En 1906, en Hannover, Alemania, nació, en el seno de una familia judía acaudalada, una figura intelectual, inmensa, en muchos sentidos irreverente, polémica. Es solo a partir de su universo pensante, diverso, contradictorio, espasmódico, que palpita con el pensamiento y las percusiones del eterno silencio, que viven los pujantes signos vitales de Hannah Arendt. El pensamiento de esa intelectual europea quedó marcado por la influencia del filósofo hegeliano, Martin Heidegger, quien se convirtió en su profesor y mentor, además de su amante. “Él estaba casado y tenía 35 años; ella 18, su breve relación y su larga amistad marcaron el pensamiento de Arendt para el resto de su vida (Avishai Margalit)”. A pesar de esa importante influencia, Hannah se erige como un necesario y lúcido pilar del liberalismo democrático, de la libertad, a diferencia de Heidegger intelectual y príncipe del pensamiento nazi.

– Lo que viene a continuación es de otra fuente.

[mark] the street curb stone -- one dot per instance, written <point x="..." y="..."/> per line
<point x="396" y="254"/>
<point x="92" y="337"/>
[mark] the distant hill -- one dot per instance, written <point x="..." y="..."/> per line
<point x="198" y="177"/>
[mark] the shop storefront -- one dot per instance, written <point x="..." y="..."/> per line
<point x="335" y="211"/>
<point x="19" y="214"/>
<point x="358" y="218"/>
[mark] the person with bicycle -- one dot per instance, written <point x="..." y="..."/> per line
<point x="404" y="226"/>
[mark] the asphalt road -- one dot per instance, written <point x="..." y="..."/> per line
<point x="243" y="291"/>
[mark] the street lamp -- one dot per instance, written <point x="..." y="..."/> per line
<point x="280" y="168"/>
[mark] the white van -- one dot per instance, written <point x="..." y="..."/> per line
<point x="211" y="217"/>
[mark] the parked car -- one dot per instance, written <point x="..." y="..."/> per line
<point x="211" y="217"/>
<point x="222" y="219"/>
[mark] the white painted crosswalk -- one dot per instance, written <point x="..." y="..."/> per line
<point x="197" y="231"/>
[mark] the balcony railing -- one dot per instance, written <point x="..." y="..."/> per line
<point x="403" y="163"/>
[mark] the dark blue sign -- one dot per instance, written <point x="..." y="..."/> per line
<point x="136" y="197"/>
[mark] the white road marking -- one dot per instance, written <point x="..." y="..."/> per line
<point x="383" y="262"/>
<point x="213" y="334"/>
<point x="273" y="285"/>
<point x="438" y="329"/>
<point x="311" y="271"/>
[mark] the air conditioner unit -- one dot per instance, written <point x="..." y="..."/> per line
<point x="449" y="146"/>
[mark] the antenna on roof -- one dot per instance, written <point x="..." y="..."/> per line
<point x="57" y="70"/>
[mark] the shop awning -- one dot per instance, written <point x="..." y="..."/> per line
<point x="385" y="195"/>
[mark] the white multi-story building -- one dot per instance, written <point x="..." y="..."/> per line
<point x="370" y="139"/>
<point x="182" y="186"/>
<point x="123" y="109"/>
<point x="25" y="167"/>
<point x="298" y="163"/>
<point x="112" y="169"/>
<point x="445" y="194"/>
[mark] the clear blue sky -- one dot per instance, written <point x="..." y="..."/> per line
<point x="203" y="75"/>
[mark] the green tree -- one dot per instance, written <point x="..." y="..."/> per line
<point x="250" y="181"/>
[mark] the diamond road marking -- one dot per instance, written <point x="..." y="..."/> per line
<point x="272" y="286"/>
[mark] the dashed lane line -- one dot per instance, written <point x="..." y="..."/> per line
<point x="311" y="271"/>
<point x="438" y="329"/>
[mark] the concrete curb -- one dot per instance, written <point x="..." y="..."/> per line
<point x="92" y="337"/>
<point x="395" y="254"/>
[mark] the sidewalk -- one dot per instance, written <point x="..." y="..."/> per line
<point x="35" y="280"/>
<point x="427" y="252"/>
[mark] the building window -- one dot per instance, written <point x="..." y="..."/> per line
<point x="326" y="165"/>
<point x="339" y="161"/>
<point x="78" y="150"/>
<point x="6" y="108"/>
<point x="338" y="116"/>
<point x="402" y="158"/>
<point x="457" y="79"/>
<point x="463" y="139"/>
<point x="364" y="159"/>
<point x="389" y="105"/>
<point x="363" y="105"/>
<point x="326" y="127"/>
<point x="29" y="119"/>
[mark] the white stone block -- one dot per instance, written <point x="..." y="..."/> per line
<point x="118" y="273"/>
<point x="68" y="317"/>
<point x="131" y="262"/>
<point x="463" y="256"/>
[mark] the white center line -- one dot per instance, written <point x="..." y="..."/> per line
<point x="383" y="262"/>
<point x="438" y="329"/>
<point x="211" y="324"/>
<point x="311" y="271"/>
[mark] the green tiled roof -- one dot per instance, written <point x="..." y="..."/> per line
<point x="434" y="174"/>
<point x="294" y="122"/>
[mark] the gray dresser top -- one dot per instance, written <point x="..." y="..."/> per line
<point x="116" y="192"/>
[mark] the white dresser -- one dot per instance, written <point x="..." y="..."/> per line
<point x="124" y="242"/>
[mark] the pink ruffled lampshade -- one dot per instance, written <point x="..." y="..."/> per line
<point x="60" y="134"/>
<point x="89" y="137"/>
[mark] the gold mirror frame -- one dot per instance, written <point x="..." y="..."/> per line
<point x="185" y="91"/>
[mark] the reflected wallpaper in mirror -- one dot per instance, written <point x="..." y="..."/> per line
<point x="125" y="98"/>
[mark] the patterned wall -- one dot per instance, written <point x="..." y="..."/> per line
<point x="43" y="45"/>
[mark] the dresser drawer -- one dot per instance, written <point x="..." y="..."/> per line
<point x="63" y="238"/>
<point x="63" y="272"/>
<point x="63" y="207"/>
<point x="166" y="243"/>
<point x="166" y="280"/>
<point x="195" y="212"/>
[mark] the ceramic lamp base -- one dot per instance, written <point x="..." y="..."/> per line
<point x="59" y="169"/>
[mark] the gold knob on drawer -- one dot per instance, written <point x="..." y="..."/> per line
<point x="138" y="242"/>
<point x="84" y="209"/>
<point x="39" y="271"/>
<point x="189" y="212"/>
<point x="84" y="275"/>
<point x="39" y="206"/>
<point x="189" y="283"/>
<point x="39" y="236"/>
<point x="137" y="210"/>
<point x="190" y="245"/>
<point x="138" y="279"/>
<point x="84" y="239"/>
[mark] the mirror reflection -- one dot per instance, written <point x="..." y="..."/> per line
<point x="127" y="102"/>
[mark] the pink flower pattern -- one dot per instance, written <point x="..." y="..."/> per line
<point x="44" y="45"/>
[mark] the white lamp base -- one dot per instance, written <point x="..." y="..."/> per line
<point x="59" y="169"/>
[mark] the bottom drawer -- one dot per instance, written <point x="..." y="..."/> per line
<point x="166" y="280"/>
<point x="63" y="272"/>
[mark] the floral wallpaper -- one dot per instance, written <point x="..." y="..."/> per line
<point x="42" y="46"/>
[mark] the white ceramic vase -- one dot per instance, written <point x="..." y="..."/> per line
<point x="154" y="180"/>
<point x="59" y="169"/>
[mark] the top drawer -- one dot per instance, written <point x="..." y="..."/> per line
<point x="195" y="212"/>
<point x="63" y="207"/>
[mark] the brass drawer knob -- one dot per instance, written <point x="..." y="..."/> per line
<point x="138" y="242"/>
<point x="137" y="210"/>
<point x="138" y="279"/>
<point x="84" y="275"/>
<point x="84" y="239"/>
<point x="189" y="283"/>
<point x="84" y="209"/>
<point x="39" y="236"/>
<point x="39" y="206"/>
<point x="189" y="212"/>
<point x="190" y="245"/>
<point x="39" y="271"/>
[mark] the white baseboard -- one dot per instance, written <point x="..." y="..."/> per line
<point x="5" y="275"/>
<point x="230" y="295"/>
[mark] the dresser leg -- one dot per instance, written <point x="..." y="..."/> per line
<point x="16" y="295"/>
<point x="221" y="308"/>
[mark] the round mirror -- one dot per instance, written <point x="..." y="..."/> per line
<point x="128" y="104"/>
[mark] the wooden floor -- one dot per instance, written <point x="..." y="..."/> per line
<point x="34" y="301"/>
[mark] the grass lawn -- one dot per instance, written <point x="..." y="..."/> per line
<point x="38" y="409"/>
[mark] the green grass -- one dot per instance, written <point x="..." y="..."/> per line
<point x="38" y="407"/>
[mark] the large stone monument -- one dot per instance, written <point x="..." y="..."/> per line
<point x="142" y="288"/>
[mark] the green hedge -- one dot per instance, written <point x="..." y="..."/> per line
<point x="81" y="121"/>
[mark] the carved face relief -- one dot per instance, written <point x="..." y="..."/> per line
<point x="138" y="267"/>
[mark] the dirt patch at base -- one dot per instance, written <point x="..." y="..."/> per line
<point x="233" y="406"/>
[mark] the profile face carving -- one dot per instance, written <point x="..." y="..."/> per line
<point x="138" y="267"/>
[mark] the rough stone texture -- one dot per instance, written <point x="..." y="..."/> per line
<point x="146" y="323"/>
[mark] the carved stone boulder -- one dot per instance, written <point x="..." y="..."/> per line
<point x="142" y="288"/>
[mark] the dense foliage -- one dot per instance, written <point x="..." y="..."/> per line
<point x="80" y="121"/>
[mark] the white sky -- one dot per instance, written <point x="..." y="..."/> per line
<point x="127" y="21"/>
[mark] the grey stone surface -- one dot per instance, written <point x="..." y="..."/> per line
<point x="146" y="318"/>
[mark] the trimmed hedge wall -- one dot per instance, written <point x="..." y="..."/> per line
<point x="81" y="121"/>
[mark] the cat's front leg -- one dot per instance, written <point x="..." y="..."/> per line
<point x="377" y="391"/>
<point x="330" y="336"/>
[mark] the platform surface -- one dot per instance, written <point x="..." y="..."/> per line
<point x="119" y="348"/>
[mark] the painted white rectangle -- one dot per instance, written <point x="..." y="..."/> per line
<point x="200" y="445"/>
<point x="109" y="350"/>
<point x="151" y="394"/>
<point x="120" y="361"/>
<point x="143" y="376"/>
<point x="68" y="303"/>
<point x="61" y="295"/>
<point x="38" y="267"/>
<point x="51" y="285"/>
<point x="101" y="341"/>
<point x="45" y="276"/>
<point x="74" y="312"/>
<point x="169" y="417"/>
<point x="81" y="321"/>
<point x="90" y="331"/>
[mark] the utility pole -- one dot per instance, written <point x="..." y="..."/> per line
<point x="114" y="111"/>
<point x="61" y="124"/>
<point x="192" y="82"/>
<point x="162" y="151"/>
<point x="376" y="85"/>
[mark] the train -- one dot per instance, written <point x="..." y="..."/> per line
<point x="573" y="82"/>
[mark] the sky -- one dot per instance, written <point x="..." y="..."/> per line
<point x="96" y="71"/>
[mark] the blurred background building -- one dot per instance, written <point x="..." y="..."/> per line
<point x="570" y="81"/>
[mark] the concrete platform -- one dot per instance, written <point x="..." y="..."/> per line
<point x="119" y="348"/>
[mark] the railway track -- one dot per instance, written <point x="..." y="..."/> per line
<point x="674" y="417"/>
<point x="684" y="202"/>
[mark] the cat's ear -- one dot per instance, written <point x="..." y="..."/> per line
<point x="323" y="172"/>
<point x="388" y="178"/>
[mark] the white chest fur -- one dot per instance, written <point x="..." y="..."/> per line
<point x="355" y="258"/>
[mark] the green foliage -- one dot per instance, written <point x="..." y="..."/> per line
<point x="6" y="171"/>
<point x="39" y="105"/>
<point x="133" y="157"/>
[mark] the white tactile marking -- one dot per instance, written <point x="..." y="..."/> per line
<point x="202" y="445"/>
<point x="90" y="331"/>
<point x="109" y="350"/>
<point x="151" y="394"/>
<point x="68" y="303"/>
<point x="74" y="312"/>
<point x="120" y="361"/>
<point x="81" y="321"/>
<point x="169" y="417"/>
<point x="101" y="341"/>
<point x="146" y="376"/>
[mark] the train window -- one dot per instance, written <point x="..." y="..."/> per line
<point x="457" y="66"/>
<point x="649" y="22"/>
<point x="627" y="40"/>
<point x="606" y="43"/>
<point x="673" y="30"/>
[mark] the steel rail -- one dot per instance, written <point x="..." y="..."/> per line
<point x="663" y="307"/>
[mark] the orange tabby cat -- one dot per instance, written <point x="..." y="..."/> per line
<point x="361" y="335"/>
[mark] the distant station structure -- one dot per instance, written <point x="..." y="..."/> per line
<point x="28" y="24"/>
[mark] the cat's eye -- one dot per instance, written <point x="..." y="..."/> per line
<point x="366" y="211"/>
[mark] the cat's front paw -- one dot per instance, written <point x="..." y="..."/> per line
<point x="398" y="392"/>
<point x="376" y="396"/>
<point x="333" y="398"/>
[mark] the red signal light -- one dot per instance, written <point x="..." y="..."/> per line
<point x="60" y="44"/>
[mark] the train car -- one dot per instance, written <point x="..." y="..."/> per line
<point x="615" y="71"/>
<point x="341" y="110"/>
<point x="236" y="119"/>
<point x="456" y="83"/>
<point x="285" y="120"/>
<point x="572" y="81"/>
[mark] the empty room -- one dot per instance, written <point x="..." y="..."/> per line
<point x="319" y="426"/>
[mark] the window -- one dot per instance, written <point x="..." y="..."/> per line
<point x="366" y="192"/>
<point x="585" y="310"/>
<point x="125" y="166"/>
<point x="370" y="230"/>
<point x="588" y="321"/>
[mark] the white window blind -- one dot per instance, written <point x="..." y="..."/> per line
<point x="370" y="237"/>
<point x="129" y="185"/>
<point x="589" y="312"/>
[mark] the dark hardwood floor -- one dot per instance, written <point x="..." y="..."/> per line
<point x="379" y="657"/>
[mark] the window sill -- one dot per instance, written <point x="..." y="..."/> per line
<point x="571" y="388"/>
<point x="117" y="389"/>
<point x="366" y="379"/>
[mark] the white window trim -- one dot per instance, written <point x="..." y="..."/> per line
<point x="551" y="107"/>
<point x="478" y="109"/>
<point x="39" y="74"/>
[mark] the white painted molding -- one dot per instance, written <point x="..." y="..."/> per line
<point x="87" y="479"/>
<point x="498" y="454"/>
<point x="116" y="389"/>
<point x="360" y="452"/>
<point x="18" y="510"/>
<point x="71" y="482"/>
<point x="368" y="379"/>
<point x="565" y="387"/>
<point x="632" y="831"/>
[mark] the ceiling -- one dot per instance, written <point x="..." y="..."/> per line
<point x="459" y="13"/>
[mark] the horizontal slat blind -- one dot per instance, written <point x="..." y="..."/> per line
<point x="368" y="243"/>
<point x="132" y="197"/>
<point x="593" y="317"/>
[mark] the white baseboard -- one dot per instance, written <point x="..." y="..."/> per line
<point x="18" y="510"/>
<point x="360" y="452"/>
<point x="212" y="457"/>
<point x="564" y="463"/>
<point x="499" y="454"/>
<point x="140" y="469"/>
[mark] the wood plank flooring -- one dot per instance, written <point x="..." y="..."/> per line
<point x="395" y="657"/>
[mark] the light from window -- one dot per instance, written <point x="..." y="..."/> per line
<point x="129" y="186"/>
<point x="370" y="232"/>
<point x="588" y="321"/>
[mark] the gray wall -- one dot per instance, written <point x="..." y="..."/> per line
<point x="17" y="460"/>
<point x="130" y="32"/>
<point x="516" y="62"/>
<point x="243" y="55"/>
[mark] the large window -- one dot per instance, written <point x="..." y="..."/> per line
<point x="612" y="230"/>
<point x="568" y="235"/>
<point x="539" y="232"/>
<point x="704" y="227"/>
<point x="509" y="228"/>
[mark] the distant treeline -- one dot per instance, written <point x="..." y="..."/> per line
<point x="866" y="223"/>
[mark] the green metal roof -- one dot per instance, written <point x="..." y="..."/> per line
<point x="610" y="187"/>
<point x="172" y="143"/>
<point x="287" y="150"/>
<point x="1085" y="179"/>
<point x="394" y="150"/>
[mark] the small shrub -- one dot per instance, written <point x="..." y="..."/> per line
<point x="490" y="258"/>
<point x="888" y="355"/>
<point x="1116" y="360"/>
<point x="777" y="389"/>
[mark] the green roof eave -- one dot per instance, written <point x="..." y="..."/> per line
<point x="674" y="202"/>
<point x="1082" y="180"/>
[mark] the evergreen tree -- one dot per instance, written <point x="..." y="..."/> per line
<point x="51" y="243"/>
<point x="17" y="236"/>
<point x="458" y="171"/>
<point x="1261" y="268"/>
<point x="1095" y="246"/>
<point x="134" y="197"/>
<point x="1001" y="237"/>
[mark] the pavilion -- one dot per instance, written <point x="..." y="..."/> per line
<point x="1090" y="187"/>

¿Cuál es la naturaleza última, la esencia, de la libertad? “Para Spinoza la libertad era una perfecta racionalidad, para Leibniz la espontaneidad de la inteligencia, para Hegel era aceptación de la necesidad, para Croce expansión perenne de la vida. Y gran parte de la reflexión moral moderna concibe la libertad como autorrealización, como incesante expansión y expresión del yo… Y el autor que más ha acertado con la noción de libertad política es Hobbes, cuya famosísima definición dice: ‘libertad propiamente significa ausencia […] de impedimentos externos (Giovanni Sartori)”. Hobbes acierta porque la “libertad política se aplica a la relación ciudadanos-Estado considerada desde el punto de vista de los ciudadanos (ibidem)”. Frente a esas concepciones, Arendt estética, enfática, afirmaba que no puede haber política sin libertad ni libertad sin política. Y definía la libertad como la capacidad que tiene cada individuo para iniciar un nuevo comienzo en el mundo. Un nuevo comienzo es un asunto, complejo, difícil, volver a comenzar implica reconstruir y enriquecer nuestra noción de cultura, un nuevo lenguaje hecho de momentos ordinarios para lograr un discurso nuevo, cambiar implica también lograr nuevas coordenadas políticas, enfrentar anacronismos, prejuicios, revivir la esperanza, creyendo siempre en la libertad.

Arendt considera que en la política la vanguardia tiene la tarea de proponer nuevos comienzos. En México, ¿estamos frente a ese nuevo comienzo? Esa libertad para elegir una nueva ruta, para encarnar el espíritu de esa época, para enfrentar ese porvenir sin rostro que hoy es México, un México humeante, angustiado, rodeado por las sombras y la oscuridad de la mañana. La libertad de Arendt debe permitir escribir una nueva historia, no para matarla sino para que viva y nos reviva.